While this is coming to the public's attention it has been well known by many web companies for a long, long time.
The benefits to outsourcing would be utilising a skilled but cheap labour market - think India, SE Asia and China. However those savings are never passed onto the client by these web companies, they help pad out profits on web projects.
So what are the dangers of your website being outsourced overseas?
- Security
Majority of these programmers have self-taught themselves the bare basics of programming. This leaves a lot to be desired for a quality project. Especially worrisome are the myriad of security issues that are caused by careless programmers who work on a job basis - not hourly - so it becomes a case of churn it our quickly as possible.

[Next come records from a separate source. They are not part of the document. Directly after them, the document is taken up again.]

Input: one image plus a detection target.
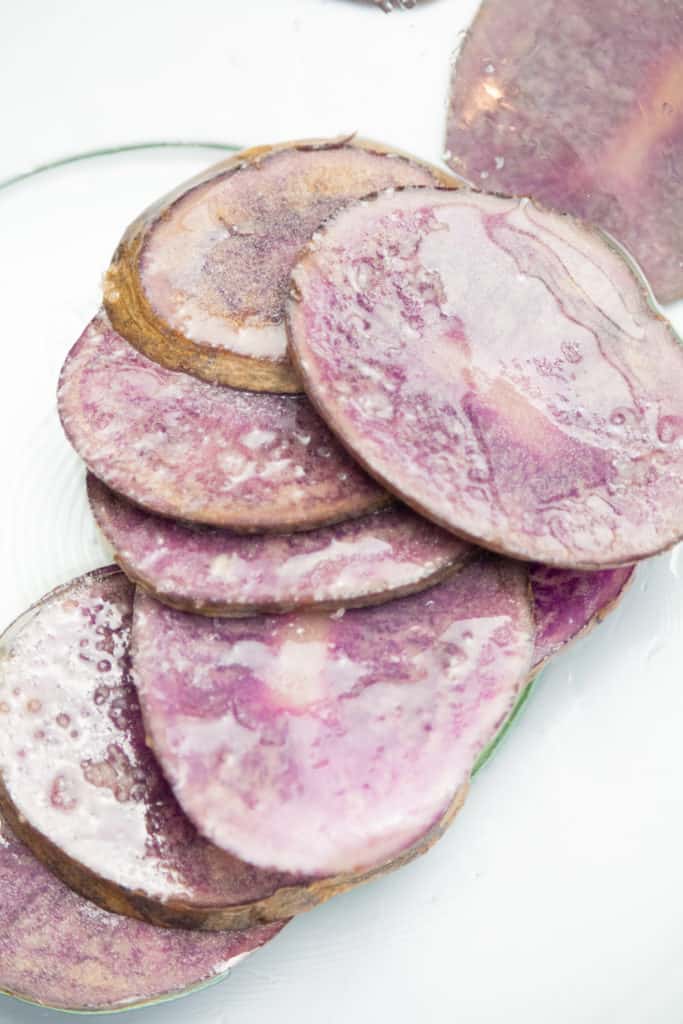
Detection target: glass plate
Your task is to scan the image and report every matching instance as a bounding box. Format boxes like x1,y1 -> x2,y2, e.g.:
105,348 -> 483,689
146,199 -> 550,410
0,146 -> 683,1024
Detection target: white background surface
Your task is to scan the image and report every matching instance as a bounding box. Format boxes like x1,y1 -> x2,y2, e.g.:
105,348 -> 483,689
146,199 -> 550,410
0,0 -> 683,1024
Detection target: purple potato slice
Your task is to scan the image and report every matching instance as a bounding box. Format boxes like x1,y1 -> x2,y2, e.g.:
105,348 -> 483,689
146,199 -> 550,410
529,565 -> 635,669
446,0 -> 683,302
87,474 -> 476,616
0,818 -> 283,1013
104,138 -> 457,393
0,567 -> 305,931
288,189 -> 683,569
58,315 -> 388,532
131,556 -> 535,876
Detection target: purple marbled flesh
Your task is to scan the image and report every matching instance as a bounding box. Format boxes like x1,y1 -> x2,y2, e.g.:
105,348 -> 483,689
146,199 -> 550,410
529,565 -> 635,666
58,315 -> 383,532
131,558 -> 533,877
138,143 -> 435,359
0,569 -> 291,907
288,189 -> 683,569
88,475 -> 473,614
0,806 -> 282,1011
446,0 -> 683,302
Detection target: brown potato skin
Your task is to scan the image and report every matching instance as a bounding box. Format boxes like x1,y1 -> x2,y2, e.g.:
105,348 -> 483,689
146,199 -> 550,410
0,779 -> 469,932
103,142 -> 461,394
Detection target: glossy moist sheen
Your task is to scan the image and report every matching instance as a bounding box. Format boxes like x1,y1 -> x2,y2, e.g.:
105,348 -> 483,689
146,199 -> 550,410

We have time and again evaluated code for clients who thought they were getting a great deal by a local company who have outsourced, only to find holes in the code that make it easy to break in to sensitive systems.
- Bugs
Related to the above, because jobs are not hourly but rather by the job, it is clear that the mantra is close enough is good enough.
But if you wish to portray quality in service or products or whatever, you cannot afford your website to be of poor design. Bugs can stop processes, frustrate users, lose you business.
- IP Theft
Once the project is complete, what's to stop the outsourcer from copying the work and code completed for you and using it again elsewhere, potentially against you with a competitor?
The web company will likely have little - to no control over this... A very valid concern, especially if you've dreamt up a unique system or process...
- Accessibility Once the Project is Completed
How do you know that your secure backend system, that has been programmed overseas, is not still available to the developer once the project is complete? Likewise the server details and access passwords, maybe even to emails? A myriad of security concerns from rogue employees or outsourcers awaits...
How Can You Ensure A Web Company Isn't Outsourcing?
- Do your due-diligence...
- Point blank ask them, before you sign.
- Ask if they outsource any work overseas.
- Ask if they have any teams overseas.
- Ensure that these assurances are put in writing in a web contract, with penalties enforced if they do outsource.
If, at the end of the day you wish to proceed despite knowing or suspecting a company outsources work overseas, then ask what security guarantees and arrangements they have in place to PROVE that they will deliver secure, bug free work. And the job had certainly better be half what professional in-house web companies are charging.
There are internet tools out there to provide this proof.
At Aftershock we absolutely do not outsource work overseas. In the early days we had a couple of attempts but it was proven so many times and by so many different outsourcers, that you do not get a quality job.
The only thing we could prove is the old saying: If you pay peanuts, you'll get monkeys... Yes, a cheap price, a cheap job.